We always remove duplicates from ChIP-seq data. If you sequencing is paired end, you'll want to do this in a paired-end aware manner. Normally this is done after mapping. We use
MarkDuplicates from picard for ChIP-seq.
samtools also has
rmdup. We use picard because back in the day
MarkDuplicates was more intelligent than
rmdup about how it detected duplicates, but I don't know if that is still true. If you are using
MACS for your peak-calling, you'll want to mark duplicates rather than remove them.
As suggested in this post,
you expect to have duplicates in Chip-seq data because you sequenced a very small part of the genome. It will all depends of your coverage.
Try to find the proportion of duplicates you have.

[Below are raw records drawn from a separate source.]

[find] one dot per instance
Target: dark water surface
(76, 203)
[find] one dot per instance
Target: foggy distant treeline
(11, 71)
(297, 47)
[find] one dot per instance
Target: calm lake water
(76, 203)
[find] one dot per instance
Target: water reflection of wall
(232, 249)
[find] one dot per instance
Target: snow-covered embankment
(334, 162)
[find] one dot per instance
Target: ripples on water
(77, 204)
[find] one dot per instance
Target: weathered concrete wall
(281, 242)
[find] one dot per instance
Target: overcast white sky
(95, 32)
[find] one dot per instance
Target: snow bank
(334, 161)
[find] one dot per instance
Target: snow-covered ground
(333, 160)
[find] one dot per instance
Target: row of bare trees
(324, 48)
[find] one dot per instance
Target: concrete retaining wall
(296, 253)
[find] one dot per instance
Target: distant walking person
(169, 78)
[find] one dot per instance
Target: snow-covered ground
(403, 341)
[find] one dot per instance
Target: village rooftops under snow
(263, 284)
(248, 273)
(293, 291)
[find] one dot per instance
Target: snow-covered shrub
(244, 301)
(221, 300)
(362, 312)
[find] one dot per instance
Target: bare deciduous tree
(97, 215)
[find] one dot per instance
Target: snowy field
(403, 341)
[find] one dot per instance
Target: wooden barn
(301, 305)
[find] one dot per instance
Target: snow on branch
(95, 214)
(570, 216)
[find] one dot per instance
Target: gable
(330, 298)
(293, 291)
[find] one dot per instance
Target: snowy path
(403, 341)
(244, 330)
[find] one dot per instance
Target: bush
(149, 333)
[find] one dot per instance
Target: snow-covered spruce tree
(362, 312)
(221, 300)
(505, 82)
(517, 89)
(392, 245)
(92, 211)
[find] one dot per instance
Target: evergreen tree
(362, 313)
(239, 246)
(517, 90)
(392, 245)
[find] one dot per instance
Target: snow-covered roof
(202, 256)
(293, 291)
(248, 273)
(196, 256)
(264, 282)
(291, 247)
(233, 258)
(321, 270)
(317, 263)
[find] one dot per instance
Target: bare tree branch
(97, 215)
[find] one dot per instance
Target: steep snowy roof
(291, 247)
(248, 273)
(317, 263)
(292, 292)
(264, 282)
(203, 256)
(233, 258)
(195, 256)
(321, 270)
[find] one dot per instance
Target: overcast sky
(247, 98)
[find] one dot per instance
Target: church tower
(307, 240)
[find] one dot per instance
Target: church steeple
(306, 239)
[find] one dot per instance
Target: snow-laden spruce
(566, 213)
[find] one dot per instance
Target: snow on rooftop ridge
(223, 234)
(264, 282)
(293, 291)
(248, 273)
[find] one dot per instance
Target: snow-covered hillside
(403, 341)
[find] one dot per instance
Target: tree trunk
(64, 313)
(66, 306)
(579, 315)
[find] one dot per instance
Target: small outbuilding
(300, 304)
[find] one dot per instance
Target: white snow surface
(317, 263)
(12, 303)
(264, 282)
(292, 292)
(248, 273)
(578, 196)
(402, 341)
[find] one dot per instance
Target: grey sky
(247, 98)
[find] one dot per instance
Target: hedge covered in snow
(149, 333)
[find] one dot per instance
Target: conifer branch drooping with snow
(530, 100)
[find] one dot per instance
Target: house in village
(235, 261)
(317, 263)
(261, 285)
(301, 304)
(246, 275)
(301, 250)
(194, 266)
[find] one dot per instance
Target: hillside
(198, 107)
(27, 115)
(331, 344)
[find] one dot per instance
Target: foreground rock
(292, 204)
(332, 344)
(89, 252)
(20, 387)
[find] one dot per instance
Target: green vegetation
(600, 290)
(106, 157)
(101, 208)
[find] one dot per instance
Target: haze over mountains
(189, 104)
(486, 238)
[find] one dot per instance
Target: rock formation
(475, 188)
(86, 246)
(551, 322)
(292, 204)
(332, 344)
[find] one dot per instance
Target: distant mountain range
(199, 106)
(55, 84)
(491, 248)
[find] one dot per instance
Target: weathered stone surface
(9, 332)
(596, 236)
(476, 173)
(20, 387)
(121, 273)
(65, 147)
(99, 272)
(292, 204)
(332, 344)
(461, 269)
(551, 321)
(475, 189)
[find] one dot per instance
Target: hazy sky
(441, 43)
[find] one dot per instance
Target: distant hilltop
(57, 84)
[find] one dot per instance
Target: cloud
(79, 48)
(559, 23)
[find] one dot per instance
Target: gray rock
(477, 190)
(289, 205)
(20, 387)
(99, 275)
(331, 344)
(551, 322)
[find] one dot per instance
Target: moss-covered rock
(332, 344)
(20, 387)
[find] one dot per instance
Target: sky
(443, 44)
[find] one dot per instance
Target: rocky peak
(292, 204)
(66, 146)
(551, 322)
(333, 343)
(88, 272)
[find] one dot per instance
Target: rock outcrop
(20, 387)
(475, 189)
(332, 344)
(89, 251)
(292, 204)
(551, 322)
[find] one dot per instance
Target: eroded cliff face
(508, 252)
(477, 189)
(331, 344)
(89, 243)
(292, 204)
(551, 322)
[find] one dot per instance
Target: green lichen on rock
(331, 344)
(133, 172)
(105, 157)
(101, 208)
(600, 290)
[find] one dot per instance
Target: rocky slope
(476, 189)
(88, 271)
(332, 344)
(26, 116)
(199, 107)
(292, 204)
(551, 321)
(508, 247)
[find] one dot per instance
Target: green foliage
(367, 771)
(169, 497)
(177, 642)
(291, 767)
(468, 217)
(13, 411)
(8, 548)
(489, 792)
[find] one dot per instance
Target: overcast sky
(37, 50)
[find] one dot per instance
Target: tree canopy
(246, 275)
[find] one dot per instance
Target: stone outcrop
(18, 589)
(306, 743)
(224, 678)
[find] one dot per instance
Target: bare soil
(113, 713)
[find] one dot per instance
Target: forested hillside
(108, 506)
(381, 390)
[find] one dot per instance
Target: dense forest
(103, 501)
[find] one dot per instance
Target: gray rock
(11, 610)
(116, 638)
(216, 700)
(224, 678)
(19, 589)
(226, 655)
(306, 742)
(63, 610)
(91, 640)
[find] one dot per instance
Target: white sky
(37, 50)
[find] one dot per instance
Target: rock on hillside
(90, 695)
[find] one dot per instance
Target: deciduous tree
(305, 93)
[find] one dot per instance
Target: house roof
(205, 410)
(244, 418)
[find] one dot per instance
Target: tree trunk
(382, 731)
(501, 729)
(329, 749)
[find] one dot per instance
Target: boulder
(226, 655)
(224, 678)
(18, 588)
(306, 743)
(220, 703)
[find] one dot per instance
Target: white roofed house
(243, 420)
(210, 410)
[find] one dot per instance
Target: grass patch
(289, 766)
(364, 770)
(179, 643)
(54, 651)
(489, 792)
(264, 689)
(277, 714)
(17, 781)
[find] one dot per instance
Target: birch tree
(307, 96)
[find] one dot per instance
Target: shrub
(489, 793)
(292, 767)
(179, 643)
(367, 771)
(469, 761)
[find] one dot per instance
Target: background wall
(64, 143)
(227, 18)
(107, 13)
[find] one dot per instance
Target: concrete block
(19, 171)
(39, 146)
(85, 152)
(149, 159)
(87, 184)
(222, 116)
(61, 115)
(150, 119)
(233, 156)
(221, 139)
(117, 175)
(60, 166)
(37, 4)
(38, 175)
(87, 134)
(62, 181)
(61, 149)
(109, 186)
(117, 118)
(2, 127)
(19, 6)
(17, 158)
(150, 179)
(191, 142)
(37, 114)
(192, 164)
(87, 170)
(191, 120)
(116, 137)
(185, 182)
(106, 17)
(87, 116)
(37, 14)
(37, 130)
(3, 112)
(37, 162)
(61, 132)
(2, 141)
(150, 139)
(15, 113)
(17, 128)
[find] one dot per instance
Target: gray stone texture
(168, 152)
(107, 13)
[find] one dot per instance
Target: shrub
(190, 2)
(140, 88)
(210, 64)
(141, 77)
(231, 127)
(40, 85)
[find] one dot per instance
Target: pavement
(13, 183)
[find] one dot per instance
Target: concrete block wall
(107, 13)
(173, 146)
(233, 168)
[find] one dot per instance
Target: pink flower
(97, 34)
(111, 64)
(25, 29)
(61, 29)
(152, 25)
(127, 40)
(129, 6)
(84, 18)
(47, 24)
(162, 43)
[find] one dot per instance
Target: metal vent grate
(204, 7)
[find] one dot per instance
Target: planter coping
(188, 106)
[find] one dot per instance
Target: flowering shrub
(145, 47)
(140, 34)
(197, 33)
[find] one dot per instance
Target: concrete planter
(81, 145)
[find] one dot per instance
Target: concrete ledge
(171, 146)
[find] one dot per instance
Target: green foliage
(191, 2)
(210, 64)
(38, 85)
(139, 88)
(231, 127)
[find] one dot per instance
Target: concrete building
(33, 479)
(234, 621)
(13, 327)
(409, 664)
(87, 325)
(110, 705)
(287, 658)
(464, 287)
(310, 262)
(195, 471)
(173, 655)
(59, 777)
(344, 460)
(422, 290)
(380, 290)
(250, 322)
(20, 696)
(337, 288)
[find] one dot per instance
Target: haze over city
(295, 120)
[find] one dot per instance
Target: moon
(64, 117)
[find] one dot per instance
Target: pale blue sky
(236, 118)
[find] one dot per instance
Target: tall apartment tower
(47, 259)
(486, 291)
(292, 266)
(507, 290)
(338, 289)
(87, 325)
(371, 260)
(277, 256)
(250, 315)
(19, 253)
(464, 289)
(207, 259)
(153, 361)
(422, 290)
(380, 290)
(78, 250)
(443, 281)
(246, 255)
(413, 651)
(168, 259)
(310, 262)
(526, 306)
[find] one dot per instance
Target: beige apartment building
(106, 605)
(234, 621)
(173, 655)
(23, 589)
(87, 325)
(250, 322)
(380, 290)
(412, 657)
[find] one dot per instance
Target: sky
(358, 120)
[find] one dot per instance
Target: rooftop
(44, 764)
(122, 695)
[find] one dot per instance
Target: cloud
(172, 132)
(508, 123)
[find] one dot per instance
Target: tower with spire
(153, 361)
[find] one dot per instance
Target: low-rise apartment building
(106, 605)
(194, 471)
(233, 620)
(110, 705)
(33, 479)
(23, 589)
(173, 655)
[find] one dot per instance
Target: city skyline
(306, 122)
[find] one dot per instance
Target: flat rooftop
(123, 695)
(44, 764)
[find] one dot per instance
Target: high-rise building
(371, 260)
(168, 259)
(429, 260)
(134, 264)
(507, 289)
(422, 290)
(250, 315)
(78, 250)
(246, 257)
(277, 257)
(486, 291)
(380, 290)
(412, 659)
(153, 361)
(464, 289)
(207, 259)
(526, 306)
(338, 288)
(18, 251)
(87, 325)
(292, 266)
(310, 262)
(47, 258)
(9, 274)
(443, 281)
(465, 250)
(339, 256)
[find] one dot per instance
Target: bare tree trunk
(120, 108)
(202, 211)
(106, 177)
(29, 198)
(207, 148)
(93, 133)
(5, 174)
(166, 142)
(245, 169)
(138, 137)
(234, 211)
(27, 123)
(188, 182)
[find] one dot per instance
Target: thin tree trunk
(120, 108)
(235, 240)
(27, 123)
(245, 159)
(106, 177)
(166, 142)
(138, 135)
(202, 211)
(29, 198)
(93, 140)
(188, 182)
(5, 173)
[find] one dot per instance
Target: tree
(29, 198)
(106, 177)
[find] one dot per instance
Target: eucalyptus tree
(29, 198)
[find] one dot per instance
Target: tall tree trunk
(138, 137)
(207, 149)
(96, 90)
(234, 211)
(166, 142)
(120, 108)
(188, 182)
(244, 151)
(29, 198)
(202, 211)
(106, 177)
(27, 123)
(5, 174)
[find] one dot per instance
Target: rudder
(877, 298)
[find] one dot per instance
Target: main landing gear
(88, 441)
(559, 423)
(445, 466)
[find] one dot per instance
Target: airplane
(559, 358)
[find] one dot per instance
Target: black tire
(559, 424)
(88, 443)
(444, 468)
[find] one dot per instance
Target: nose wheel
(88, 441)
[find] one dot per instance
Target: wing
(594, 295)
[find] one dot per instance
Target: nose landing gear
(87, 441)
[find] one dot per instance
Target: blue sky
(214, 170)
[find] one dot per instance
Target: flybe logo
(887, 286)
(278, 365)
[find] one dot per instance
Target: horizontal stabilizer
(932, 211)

If you got 98% of duplicates, try the following :
A good way to catch PCR duplicates, @harold.smith.tarheel answer from the post above : "You can discriminate via genome browser of your non-deduplicated data. Bona fide peaks will have multiple overlapping reads with offsets, while samples with only PCR duplicates will stack up perfectly without offsets."
If you got "samples with only PCR duplicates will stack up perfectly without offsets." that will be a problem (or at least you will have to choose if you keep duplicates or not). In the other way if you got "multiple overlapping reads with offsets" you can keep duplicates.